Cantor digraphs and abbreviations of formulas
Martin Klazar
TL;DR
The paper reframes Cantor's theorem as a property of Cantor digraphs and constructs a ZF sentence $\varphi$ of length $|\varphi|=494$ such that, for any digraph $D$, $D\models\varphi$ iff Cantor's theorem holds in $D$. It develops a rigorous syntactic framework using ZF and ZF$'$ formulas, plus well-formed abbreviation schemes, to encode the necessary predicates (SUS, SI, SIN, DO, DOU, OPA, REL, FUN, SUR) that witness the Cantor-digraph condition.
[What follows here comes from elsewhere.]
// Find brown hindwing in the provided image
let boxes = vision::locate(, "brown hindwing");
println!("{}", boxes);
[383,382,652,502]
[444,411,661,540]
It then analyzes extensive and strongly extensive digraphs, proving Cantor's theorem in these contexts and constructing a countable strongly extensive digraph with arbitrarily large in-degrees, while also relating the results to Gödel's completeness theorem. The work provides a precise, machine-checkable encoding of a foundational set-theoretic theorem in graph-theoretic terms and advances formal methods for representing logical properties within digraphs.
Abstract
A digraph $D=\langle V,E\rangle$ ($E\subset V\times V$) is Cantor if Cantor's theorem - for no set there is a surjection from it to its power set - holds in $D$, in the sense we explain. We construct a ZF formula $\varphi$ with length $494$ such that $D\models\varphi$ iff $D$ is Cantor. In order to obtain $\varphi$, which is a word over the alphabet $$ \{x_1,\,x_2,\,\dots\}\cup \{\in,\,=,\,\neg, \,\to,\,\leftrightarrow,\,\wedge,\, \vee,\,\exists,\,\forall,\,(,\,)\}\,, $$ we devise abbreviation schemes of ZF formulas. We introduce extensive and strongly extensive digraphs and show, by the standard argument, that they are Cantor. We construct a countable strongly extensive digraph with arbitrarily large finite in-degrees.